The first thing that stood out to me was the use of the `random.shuffle()` function. This takes a list a shuffles its order. This is an interesting area as you would assume randomness makes it infeasible to reverse. We'll come back to this later.
Lets take a look at the steps of the algorithm:
It begins by created a `bag` and `buf`:
```python
s = string.printable
init = lambda : (list(s), [])
bag, buf = init()
```
`string.printable` == `0123456789abcdefghijklmnopqrstuvwxyzABCDEFGHIJKLMNOPQRSTUVWXYZ!"#$%&\'()*+,-./:;<=>?@[\\]^_``{|}~ \t\n\r\x0b\x0c`
The `bag` contains the list of printable strings and the buffer is an empty list.

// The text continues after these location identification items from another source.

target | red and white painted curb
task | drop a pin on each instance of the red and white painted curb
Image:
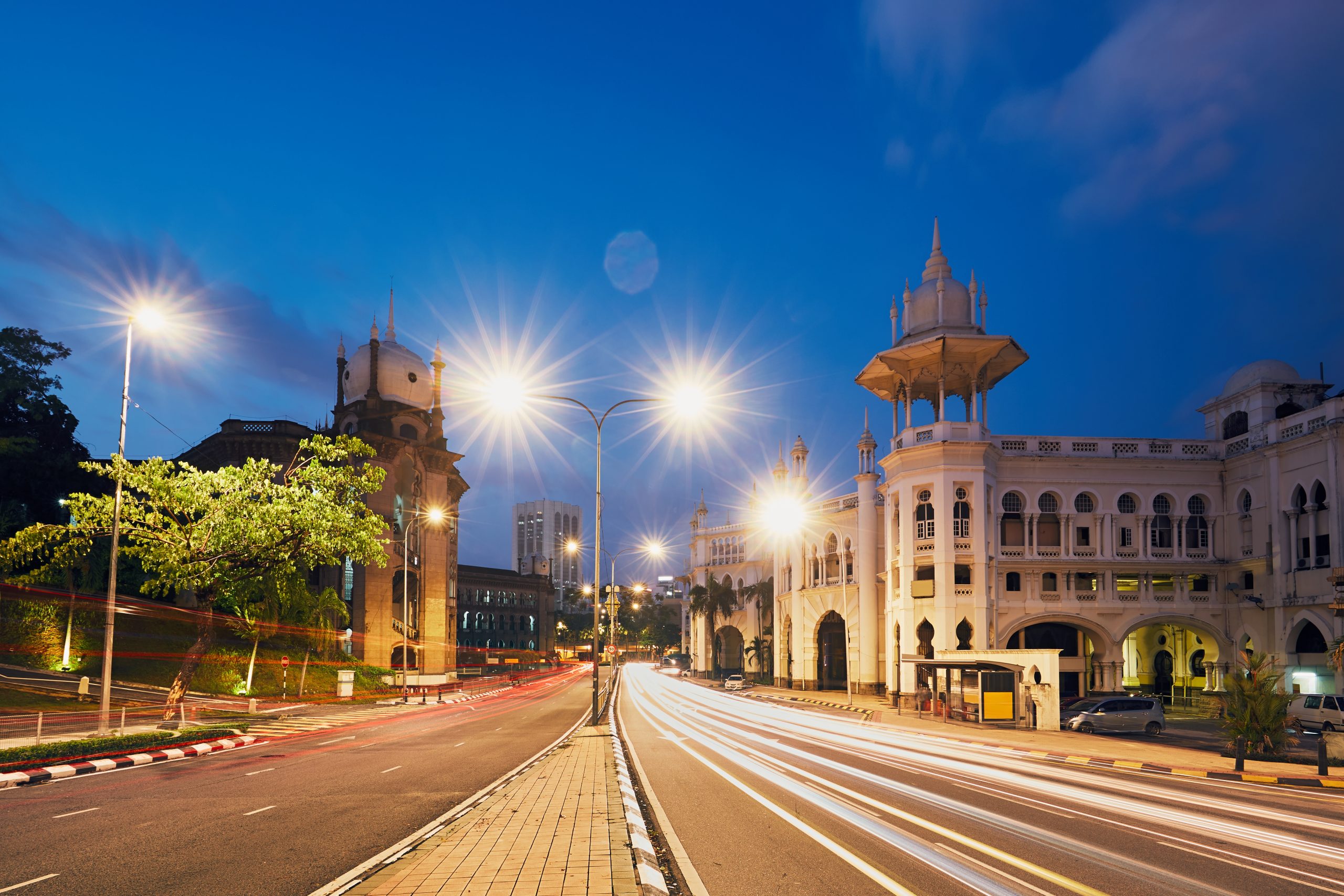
(88, 766)
(646, 860)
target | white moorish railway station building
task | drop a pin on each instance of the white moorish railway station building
(1150, 563)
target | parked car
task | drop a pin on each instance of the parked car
(1319, 711)
(1116, 714)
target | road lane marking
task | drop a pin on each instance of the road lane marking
(992, 870)
(1296, 880)
(35, 880)
(76, 813)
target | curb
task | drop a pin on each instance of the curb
(1096, 762)
(646, 860)
(87, 766)
(866, 714)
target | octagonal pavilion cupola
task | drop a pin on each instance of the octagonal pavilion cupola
(940, 347)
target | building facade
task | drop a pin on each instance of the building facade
(390, 399)
(543, 529)
(505, 610)
(1148, 563)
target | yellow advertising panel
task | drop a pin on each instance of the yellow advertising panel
(998, 705)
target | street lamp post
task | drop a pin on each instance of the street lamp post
(151, 321)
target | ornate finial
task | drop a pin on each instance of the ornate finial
(937, 263)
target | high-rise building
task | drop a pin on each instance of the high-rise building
(542, 529)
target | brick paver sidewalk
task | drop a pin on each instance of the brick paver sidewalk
(558, 829)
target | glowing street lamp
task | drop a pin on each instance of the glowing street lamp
(151, 320)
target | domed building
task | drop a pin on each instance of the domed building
(1100, 563)
(390, 399)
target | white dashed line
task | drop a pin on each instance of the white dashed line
(76, 813)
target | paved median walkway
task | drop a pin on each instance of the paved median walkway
(558, 829)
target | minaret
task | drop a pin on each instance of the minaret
(436, 416)
(340, 375)
(866, 563)
(371, 395)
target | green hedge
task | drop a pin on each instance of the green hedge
(22, 758)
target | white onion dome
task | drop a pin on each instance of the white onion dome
(958, 304)
(1257, 373)
(402, 375)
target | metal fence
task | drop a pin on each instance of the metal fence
(37, 729)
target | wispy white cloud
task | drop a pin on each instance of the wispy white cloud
(1170, 101)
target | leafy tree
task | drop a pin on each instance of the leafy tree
(1256, 708)
(213, 531)
(38, 446)
(711, 601)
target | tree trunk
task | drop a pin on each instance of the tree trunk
(252, 662)
(205, 638)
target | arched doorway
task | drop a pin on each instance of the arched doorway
(729, 650)
(831, 652)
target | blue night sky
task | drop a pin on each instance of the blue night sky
(1150, 191)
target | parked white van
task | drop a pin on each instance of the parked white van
(1319, 711)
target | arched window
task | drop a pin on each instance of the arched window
(1011, 530)
(924, 516)
(1196, 527)
(961, 516)
(964, 633)
(924, 632)
(1287, 409)
(1160, 530)
(1309, 640)
(1047, 524)
(1235, 424)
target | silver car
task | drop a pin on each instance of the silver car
(1116, 714)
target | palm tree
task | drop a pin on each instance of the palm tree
(711, 601)
(1256, 708)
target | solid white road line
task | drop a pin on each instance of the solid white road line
(76, 813)
(6, 890)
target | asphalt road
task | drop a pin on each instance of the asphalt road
(282, 817)
(771, 800)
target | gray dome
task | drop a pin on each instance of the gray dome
(1256, 373)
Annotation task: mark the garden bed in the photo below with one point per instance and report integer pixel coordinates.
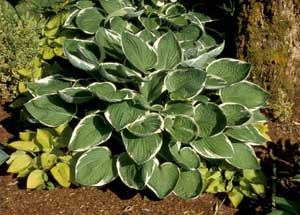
(115, 199)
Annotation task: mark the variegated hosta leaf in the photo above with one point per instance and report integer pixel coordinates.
(168, 50)
(122, 114)
(245, 93)
(244, 157)
(107, 91)
(179, 108)
(210, 119)
(189, 184)
(48, 85)
(185, 157)
(88, 20)
(163, 179)
(82, 54)
(248, 134)
(118, 73)
(96, 167)
(92, 130)
(148, 124)
(111, 6)
(185, 84)
(153, 86)
(70, 21)
(182, 128)
(147, 36)
(76, 95)
(141, 149)
(190, 32)
(110, 41)
(236, 114)
(133, 175)
(139, 53)
(201, 61)
(229, 70)
(50, 110)
(151, 21)
(216, 147)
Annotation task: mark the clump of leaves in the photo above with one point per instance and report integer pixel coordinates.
(237, 184)
(19, 47)
(42, 154)
(151, 92)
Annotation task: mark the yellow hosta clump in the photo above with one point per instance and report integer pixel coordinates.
(39, 154)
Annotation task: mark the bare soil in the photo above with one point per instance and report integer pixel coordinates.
(115, 199)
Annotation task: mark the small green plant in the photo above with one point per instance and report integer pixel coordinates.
(148, 88)
(237, 184)
(41, 154)
(19, 48)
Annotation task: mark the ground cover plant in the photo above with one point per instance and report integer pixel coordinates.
(148, 99)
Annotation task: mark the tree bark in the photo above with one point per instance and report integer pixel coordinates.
(268, 36)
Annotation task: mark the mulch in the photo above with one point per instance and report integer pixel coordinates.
(114, 199)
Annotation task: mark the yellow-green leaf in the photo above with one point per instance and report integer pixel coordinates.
(20, 163)
(44, 138)
(28, 146)
(61, 173)
(48, 53)
(27, 135)
(35, 179)
(48, 160)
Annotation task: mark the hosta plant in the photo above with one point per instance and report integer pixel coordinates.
(237, 184)
(148, 98)
(42, 154)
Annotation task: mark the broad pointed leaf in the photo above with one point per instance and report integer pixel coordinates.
(122, 114)
(88, 20)
(185, 84)
(248, 134)
(182, 128)
(48, 85)
(92, 130)
(179, 108)
(96, 167)
(236, 114)
(216, 147)
(118, 73)
(168, 50)
(50, 110)
(82, 54)
(141, 149)
(163, 179)
(139, 53)
(76, 95)
(153, 87)
(148, 124)
(245, 93)
(189, 184)
(108, 92)
(244, 157)
(133, 175)
(185, 157)
(110, 41)
(210, 119)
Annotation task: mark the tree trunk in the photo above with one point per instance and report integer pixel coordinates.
(268, 36)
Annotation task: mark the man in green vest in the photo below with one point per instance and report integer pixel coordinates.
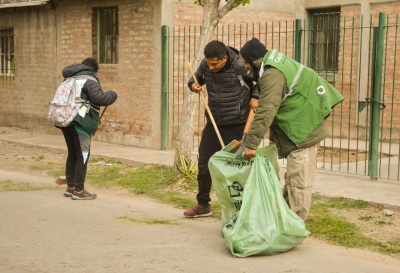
(294, 103)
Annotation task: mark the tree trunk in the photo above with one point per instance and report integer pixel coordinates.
(210, 19)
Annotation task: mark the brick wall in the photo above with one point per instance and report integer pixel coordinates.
(25, 98)
(129, 119)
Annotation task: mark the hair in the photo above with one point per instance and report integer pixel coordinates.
(215, 49)
(92, 63)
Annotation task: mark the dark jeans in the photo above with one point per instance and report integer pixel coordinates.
(209, 145)
(78, 146)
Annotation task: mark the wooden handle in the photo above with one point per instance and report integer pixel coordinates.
(249, 120)
(208, 109)
(103, 112)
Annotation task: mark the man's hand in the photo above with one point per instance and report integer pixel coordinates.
(253, 104)
(196, 88)
(249, 153)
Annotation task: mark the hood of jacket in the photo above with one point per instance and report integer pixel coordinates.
(73, 69)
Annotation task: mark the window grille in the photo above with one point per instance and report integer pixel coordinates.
(108, 40)
(7, 64)
(324, 40)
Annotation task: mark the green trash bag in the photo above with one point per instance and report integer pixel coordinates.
(255, 217)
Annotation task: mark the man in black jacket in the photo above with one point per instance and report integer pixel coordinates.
(230, 91)
(78, 133)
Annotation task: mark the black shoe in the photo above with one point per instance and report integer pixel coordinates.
(83, 195)
(69, 192)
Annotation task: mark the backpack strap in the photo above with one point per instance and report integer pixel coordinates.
(87, 77)
(87, 102)
(202, 69)
(235, 67)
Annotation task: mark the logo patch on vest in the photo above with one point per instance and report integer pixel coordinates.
(321, 93)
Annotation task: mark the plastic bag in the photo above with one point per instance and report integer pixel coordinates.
(255, 217)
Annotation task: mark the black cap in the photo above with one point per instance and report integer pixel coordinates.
(253, 50)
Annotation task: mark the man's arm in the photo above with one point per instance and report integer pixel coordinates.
(272, 89)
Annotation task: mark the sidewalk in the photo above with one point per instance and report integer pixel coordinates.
(327, 183)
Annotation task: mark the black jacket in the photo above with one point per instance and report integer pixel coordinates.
(227, 98)
(91, 91)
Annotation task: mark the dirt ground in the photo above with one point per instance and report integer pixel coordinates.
(373, 223)
(42, 226)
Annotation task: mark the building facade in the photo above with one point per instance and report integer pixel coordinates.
(39, 38)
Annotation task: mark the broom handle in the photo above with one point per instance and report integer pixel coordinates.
(208, 109)
(102, 114)
(249, 120)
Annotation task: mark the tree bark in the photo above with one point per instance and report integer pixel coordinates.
(210, 18)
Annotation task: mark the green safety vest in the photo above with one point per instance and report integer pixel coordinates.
(309, 100)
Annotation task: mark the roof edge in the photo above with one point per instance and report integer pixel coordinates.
(24, 4)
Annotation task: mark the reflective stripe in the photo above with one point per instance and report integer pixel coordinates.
(294, 82)
(261, 69)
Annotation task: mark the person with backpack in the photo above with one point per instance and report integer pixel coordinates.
(294, 103)
(230, 91)
(78, 120)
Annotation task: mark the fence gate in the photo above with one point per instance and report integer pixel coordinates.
(357, 56)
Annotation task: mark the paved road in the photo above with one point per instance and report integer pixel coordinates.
(42, 231)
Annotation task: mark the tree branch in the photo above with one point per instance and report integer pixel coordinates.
(227, 8)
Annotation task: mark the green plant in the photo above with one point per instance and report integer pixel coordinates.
(187, 169)
(365, 218)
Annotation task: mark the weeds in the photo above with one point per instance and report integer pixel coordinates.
(187, 169)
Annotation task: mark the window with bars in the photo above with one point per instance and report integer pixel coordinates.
(7, 65)
(324, 39)
(108, 35)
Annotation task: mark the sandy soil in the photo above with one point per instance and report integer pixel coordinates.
(42, 231)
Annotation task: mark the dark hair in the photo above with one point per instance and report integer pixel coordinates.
(215, 49)
(92, 64)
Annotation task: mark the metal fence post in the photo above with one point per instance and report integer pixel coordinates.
(164, 88)
(375, 104)
(297, 49)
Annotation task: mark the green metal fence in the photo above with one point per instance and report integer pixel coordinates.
(356, 55)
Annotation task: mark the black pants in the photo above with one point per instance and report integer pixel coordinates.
(209, 145)
(78, 146)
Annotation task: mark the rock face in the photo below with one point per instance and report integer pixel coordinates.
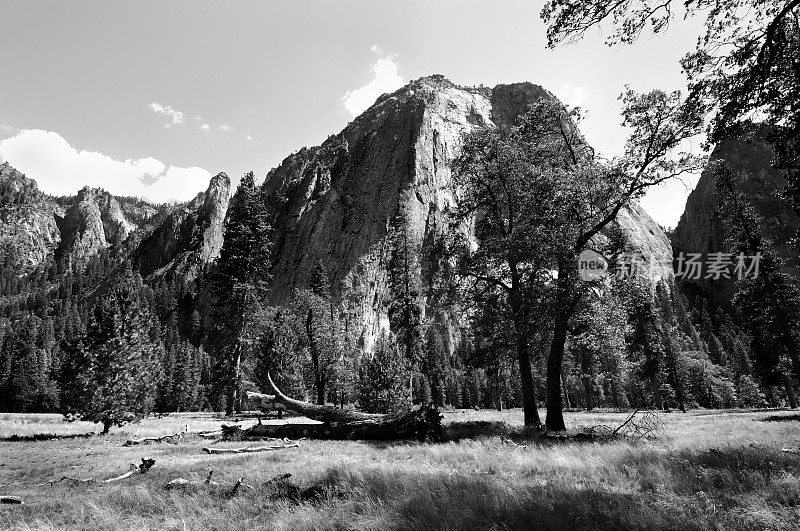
(27, 220)
(334, 203)
(700, 230)
(191, 236)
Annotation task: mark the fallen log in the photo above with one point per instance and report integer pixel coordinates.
(268, 400)
(182, 483)
(175, 438)
(65, 478)
(134, 469)
(249, 449)
(421, 423)
(233, 431)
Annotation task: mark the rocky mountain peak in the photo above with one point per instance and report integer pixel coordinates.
(335, 203)
(749, 156)
(191, 236)
(28, 231)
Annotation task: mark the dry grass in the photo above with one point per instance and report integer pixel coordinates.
(720, 470)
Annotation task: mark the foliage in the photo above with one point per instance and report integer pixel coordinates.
(239, 285)
(383, 377)
(111, 373)
(744, 67)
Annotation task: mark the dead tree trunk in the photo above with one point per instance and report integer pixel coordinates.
(335, 423)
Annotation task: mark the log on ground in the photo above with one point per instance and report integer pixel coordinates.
(422, 423)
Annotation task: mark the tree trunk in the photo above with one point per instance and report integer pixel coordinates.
(233, 389)
(421, 423)
(319, 383)
(529, 407)
(555, 408)
(586, 376)
(787, 384)
(656, 384)
(614, 396)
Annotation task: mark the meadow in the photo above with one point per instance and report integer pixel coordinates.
(704, 470)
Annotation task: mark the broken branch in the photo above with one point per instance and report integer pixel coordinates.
(250, 449)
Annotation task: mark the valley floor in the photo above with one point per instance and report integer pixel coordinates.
(707, 469)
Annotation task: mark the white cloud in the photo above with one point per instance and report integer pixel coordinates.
(60, 169)
(386, 80)
(573, 96)
(173, 114)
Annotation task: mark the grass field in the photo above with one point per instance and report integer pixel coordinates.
(706, 470)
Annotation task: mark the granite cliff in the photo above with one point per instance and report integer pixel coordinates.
(28, 230)
(700, 230)
(335, 203)
(179, 239)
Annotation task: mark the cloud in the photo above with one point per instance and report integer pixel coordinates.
(173, 114)
(386, 80)
(573, 96)
(60, 169)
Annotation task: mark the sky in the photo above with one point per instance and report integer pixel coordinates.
(152, 98)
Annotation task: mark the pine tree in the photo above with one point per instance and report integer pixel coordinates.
(239, 285)
(111, 374)
(382, 386)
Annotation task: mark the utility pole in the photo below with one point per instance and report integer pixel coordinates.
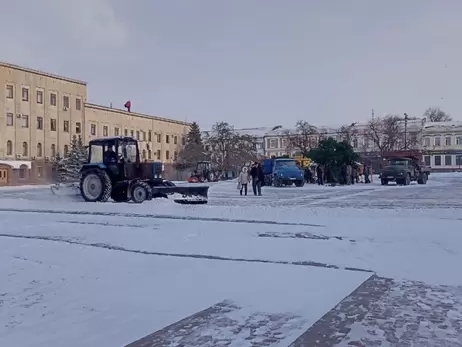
(406, 117)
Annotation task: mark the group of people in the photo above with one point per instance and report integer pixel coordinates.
(255, 175)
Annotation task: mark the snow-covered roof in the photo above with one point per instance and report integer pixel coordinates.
(452, 124)
(16, 164)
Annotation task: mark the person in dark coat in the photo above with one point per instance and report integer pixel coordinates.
(320, 174)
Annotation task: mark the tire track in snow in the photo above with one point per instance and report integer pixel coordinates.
(160, 216)
(181, 255)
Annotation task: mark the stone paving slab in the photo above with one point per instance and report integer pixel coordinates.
(380, 312)
(224, 324)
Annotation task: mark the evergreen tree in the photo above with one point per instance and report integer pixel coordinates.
(194, 135)
(76, 157)
(60, 169)
(193, 150)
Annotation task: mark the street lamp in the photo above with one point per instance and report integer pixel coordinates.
(406, 117)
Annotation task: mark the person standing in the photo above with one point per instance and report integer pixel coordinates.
(244, 180)
(320, 174)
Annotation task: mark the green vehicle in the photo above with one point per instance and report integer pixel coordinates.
(404, 170)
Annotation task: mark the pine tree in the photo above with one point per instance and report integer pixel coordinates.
(194, 135)
(76, 157)
(60, 168)
(193, 150)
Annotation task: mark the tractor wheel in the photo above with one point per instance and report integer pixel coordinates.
(140, 191)
(120, 193)
(95, 185)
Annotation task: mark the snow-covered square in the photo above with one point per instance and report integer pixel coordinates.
(360, 265)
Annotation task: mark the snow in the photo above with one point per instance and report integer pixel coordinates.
(76, 273)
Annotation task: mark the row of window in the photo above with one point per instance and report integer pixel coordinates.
(447, 160)
(39, 124)
(39, 151)
(39, 97)
(140, 135)
(448, 141)
(146, 154)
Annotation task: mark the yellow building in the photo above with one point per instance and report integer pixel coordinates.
(40, 113)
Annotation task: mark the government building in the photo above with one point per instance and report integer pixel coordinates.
(41, 112)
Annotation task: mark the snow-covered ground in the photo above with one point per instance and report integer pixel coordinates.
(82, 274)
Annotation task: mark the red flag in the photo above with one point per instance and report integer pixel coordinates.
(128, 105)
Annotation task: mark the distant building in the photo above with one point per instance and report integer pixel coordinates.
(41, 112)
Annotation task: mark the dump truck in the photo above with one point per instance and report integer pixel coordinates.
(403, 167)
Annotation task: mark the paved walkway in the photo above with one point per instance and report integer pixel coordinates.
(381, 312)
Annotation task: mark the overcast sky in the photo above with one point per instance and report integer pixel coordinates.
(247, 62)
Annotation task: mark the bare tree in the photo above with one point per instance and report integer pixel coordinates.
(435, 114)
(303, 138)
(228, 149)
(386, 134)
(347, 132)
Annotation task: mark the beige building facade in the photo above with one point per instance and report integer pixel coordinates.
(41, 112)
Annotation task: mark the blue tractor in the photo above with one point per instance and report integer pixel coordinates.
(114, 170)
(282, 172)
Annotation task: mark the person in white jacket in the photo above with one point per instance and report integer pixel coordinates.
(244, 180)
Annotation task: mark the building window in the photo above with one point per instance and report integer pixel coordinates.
(65, 102)
(448, 160)
(427, 160)
(437, 160)
(39, 97)
(9, 92)
(52, 99)
(9, 148)
(39, 150)
(25, 94)
(25, 121)
(25, 149)
(22, 171)
(459, 160)
(39, 123)
(9, 119)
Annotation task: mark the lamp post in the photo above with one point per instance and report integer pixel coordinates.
(406, 117)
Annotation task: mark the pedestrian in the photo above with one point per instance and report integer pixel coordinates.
(257, 178)
(243, 180)
(319, 174)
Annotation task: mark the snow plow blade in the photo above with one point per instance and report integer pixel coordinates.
(192, 195)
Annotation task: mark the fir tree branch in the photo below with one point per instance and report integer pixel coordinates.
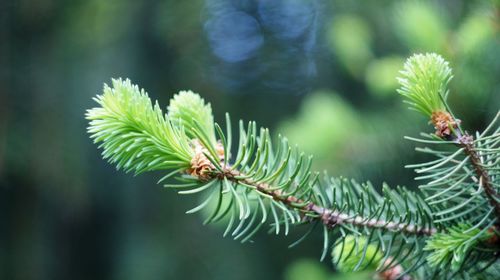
(466, 142)
(328, 217)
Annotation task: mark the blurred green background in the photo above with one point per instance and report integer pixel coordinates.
(320, 72)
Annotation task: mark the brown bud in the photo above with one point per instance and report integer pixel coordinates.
(200, 164)
(393, 272)
(443, 122)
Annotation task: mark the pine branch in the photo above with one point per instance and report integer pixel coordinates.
(397, 231)
(328, 217)
(467, 143)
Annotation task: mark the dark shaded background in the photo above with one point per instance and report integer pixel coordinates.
(321, 72)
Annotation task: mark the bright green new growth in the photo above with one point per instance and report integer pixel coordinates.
(188, 109)
(355, 255)
(454, 245)
(424, 82)
(134, 134)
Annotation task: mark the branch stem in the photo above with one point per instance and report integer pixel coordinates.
(466, 142)
(329, 217)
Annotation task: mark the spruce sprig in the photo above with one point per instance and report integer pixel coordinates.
(268, 182)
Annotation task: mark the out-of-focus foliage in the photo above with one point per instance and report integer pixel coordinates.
(66, 214)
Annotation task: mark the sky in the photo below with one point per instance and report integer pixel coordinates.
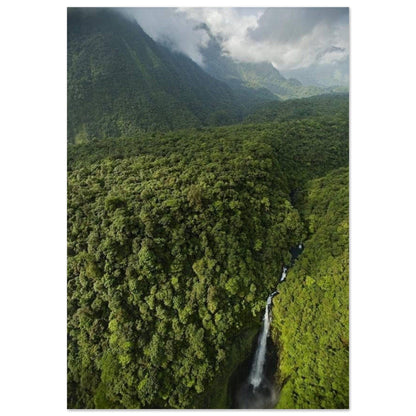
(298, 41)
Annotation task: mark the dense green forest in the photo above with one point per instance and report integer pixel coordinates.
(121, 82)
(310, 316)
(259, 75)
(174, 242)
(186, 195)
(319, 106)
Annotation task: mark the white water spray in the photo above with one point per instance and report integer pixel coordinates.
(256, 374)
(284, 273)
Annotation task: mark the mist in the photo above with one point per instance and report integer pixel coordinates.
(292, 39)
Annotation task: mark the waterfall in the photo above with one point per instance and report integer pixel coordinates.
(256, 374)
(284, 273)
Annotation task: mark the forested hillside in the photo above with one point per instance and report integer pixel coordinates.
(253, 75)
(174, 242)
(310, 316)
(121, 82)
(320, 106)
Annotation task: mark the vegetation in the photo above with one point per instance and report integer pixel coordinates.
(120, 82)
(320, 106)
(174, 241)
(178, 229)
(261, 75)
(310, 316)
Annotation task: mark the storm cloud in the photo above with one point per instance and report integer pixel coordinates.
(289, 38)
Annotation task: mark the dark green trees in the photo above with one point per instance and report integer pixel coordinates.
(310, 316)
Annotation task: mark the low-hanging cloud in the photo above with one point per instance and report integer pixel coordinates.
(290, 38)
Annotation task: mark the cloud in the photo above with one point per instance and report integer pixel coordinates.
(166, 25)
(290, 38)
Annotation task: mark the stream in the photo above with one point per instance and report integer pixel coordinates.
(252, 386)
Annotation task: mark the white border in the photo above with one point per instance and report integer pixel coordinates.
(33, 203)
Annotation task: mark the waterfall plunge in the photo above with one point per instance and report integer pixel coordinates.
(256, 374)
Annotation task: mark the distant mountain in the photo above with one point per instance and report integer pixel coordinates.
(319, 106)
(252, 75)
(121, 82)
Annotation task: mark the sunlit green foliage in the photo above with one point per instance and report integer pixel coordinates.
(121, 82)
(319, 106)
(310, 316)
(174, 242)
(172, 252)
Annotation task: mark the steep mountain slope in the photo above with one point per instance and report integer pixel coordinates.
(252, 75)
(174, 241)
(120, 81)
(326, 105)
(310, 316)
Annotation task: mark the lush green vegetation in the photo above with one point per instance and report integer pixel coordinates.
(174, 242)
(178, 229)
(120, 82)
(310, 316)
(320, 106)
(261, 75)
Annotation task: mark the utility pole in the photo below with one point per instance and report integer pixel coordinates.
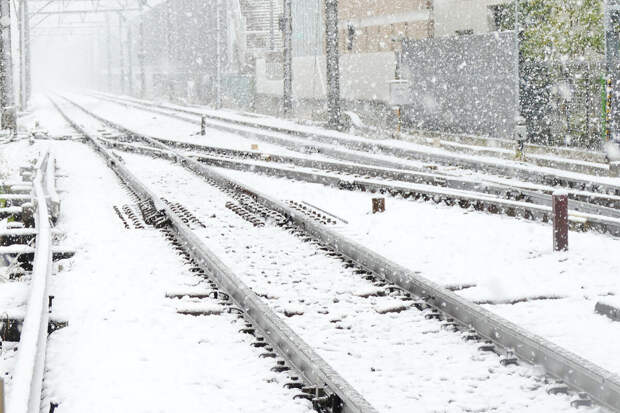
(7, 99)
(612, 54)
(333, 64)
(272, 45)
(27, 55)
(109, 50)
(129, 61)
(516, 62)
(141, 53)
(218, 55)
(169, 75)
(121, 52)
(22, 73)
(287, 23)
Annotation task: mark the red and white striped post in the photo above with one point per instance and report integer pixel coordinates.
(560, 220)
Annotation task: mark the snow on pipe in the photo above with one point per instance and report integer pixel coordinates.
(25, 396)
(575, 371)
(291, 347)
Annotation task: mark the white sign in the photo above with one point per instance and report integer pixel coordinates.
(399, 92)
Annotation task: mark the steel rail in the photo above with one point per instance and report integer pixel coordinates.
(25, 395)
(591, 203)
(465, 198)
(602, 385)
(477, 165)
(288, 344)
(453, 139)
(578, 201)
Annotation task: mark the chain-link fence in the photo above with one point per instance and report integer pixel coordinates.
(564, 103)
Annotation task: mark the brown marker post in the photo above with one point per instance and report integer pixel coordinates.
(560, 220)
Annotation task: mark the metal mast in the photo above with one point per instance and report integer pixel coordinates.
(287, 21)
(333, 64)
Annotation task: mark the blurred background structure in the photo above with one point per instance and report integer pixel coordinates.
(435, 65)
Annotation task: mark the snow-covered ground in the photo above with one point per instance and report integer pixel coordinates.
(127, 346)
(508, 260)
(384, 356)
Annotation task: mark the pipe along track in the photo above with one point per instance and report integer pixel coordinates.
(500, 334)
(268, 133)
(321, 383)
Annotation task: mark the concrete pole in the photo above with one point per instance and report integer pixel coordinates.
(560, 220)
(218, 55)
(516, 63)
(121, 53)
(7, 98)
(129, 61)
(22, 73)
(169, 58)
(287, 98)
(141, 53)
(272, 39)
(612, 44)
(333, 63)
(27, 54)
(109, 51)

The program will then loop around for each character in the input:
```python
for x in inp:
if x not in s:
continue
while True:
r = bag[0]
bag.remove(r)
diff = (ord(x) - ord(r) + len(s)) % len(s)
```
And will calculate the `diff` value. The value of `r` is then removed from the bag.
The code will then check if the `diff==0` or the `bag` is empty.
If either are `true` the code will print out the current state of `buf` add a `\x00`, init the `bag` and `buf` and finish with a shuffle of the `bag`.
This is shown by the code below:
```python
shuffle(buf)
f.write(str.encode(('').join(buf)))
f.write(b'\x00')
bag, buf = init()
shuffle(bag)
```
If both are `false` the code will add into the `buf` `r` multiplied by the `diff - 1` and will print the value of `r`.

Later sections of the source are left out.